若い人はなぜ政治に関心を持たないのか。著者は、政治が「ややこしくてむずかしい」からだという。しかし複雑で難しい情報技術、法律、会計、外国語などを熱心に学ぶ学生は少なくない。それ相応の見返りがあるからだ。
若者に限らず政治に無関心な市民が多いのは、関心を持ち取り組んでも、コストに見合う見返りがほとんどないからだ。一方、農家、労組、規制産業、宗教団体など有形無形の見返りが見込める関係者は政治に熱心である。
著者は、棄権者は「政治に参加する義務」を放棄していると非難する。だが政治参加は権利であって義務ではない。時間の無駄でしかなければ、パスするのは当然だし賢明である。税金の分捕り合戦に参加しないのは、むしろ道徳的に立派といえる。
著者は、選挙に行こうと言いつつ、都合の悪いことは無責任にはぐらかす。
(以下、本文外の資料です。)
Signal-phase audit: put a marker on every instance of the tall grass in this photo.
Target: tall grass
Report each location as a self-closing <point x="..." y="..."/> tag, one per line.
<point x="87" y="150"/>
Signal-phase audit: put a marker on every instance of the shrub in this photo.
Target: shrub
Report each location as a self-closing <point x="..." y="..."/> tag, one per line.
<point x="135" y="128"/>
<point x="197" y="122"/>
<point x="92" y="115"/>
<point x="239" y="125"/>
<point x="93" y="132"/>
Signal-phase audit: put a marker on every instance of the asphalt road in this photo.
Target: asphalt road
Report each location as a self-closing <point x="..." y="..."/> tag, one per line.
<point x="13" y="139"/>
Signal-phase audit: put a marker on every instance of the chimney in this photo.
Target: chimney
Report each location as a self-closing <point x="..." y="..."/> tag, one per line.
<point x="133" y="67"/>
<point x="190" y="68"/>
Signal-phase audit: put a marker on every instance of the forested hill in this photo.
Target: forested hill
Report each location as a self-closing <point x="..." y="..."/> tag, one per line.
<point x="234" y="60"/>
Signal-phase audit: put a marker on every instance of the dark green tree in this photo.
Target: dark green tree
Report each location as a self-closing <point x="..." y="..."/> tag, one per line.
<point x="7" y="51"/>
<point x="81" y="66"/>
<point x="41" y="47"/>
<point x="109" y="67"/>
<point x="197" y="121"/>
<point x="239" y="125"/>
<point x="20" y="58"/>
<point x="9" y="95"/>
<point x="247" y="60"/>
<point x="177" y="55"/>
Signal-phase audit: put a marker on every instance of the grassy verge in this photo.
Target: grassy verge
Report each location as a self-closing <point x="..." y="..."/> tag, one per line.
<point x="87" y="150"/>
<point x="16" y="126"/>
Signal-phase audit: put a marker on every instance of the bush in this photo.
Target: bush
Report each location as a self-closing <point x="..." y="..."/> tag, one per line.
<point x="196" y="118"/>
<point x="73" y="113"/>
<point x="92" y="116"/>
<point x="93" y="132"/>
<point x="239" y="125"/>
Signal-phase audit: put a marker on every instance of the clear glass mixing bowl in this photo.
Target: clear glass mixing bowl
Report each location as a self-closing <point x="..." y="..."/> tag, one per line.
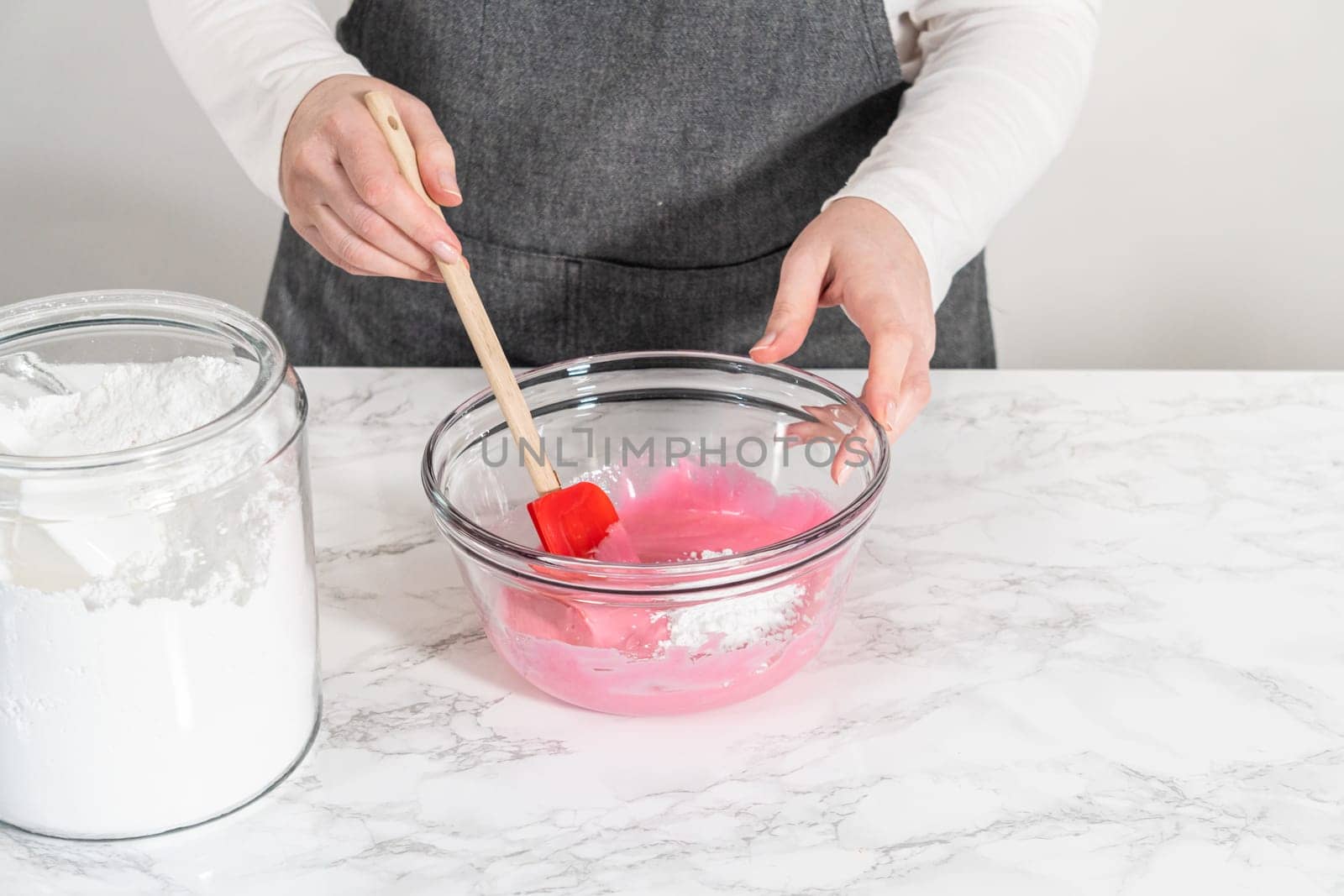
<point x="158" y="604"/>
<point x="669" y="637"/>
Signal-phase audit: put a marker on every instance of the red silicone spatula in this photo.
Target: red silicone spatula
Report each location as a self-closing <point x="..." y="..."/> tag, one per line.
<point x="575" y="520"/>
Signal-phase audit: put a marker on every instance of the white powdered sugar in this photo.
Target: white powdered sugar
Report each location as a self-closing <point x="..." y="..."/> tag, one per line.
<point x="128" y="406"/>
<point x="737" y="622"/>
<point x="158" y="626"/>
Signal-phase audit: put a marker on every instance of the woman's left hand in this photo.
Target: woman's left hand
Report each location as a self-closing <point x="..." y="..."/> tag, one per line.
<point x="858" y="255"/>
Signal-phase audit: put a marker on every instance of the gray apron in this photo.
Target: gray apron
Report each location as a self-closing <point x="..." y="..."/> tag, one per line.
<point x="633" y="175"/>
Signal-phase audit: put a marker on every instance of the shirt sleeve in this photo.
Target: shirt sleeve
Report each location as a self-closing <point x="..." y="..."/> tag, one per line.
<point x="249" y="63"/>
<point x="996" y="89"/>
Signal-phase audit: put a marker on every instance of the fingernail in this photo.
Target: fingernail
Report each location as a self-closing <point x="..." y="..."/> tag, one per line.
<point x="444" y="251"/>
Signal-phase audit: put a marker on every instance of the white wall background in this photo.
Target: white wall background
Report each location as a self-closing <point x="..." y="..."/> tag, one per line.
<point x="1195" y="219"/>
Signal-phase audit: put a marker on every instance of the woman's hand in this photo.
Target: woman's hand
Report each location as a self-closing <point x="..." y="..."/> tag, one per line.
<point x="857" y="255"/>
<point x="346" y="195"/>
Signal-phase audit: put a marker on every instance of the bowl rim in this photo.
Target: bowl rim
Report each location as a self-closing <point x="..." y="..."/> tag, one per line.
<point x="113" y="307"/>
<point x="691" y="575"/>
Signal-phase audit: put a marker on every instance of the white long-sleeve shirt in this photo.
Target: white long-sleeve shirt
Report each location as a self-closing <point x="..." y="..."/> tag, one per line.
<point x="996" y="86"/>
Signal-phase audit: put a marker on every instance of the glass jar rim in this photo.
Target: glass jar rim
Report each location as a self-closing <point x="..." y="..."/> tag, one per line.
<point x="129" y="307"/>
<point x="618" y="578"/>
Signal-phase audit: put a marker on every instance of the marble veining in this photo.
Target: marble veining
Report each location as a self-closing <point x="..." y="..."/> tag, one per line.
<point x="1095" y="644"/>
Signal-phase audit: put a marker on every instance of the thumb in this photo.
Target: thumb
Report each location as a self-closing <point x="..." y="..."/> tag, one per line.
<point x="437" y="163"/>
<point x="795" y="305"/>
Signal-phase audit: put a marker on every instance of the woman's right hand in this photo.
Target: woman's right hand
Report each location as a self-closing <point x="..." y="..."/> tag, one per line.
<point x="346" y="195"/>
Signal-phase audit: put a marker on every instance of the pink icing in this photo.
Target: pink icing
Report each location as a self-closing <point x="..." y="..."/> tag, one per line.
<point x="622" y="658"/>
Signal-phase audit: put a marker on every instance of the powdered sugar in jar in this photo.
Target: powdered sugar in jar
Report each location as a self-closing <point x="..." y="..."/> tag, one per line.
<point x="158" y="605"/>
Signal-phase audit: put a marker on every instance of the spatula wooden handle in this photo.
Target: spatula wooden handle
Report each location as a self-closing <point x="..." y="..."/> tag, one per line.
<point x="470" y="308"/>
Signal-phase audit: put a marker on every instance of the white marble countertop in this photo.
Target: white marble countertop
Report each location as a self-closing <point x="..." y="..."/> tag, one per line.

選びたい政治家がいなかったらという問いに、「選びたいような人が生まれて来る世の中にする」。生まれて来るまで棄権してもいいということか。
国家は暴力的で、だから領土問題が起こると重要な主題に触れても、著者はそれ以上踏み込まない。暴力なら投票でお墨付きを与えず、棄権で拒絶してもいいはずだ。国家について「ちゃんと考えなければいけない」のは著者自身である。